He’s leaning against her locker and playing with the car part still, hidden in his pocket like some sort of trophy.

“You have no idea.” If it seems like she’s talking mostly to herself, Caleb doesn’t say anything.

She takes two books out of her locker, before closing it hard and turning towards him.

“Is this going to be a thing now? You, me, these fun little chats when I’m running late for class?”

He leans in towards her, makes eye contact, and says, “You can count on it.”

“Well that’s just great,” he catches as she turns around and walks away.

“Bye Hanna,” he yells down the hallway obnoxiously but she doesn’t turn around.

Hanna is beautiful. He comes to the realization slower than most, until it creeps up on him in the middle of math class.

Her friend Emily’s sitting to her left, the weird little one whose name he still can’t pronounce to her right. He wonders if they do that automatically, protect her like that, since the accident. When he heard about it, there was a knot in his stomach and his throat got dry. Women and cars - it's never been a good combination around him.

He lets himself gaze appreciatively at Emily - there was a girl in Rhode Island who looked like that, long dark hair tumbling down her back and ethnically ambiguous. He thought he loved her, as a fourteen year old at least, and her name was Charlotte. He doesn’t think about her much anymore, actually.

Hanna pokes him in the side with her pencil and whispers a pointed Hey!, snapping him out of his trance. His hair is falling in his face, and she rolls her eyes as he runs his hands through it.

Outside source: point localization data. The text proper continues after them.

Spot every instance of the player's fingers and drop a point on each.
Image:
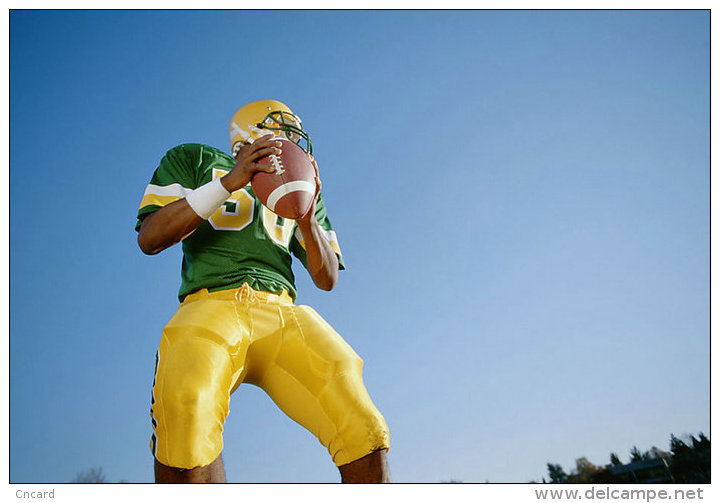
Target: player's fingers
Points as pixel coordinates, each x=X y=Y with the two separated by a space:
x=257 y=154
x=263 y=167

“You can cut it out with the Fabio act. I bet you spend more time on your hair then I do.”

“Aw, don’t be jealous because mine is shinier. The secret’s washing with shampoo twice instead of once.”

This is where he loses her - she huffs and apparently forgot what she was going to ask him. She looks back twice though, equal parts confused and content, to evenly spaced to be coincidences. He follows the line of her neck with his eyes and imagines what she tastes like.

“I can feel you staring at me, perv.”

It makes him smile when he notices the slight turn of her mouth, and this is when he knows he’s in trouble.

Emily shoots him a dirty look and he waggles his fingers at her. Charlotte used to love that, he remembers. She presses down on his heart heavy and sure; he’s sick of carrying all these ghosts around with him.

Hanna sits in front of him, hair dulled under the fluorescent lighting, and he has to restrain the urge to laugh.

Hanna’s basement is cold - in fact, she had warned him about that earlier in the evening.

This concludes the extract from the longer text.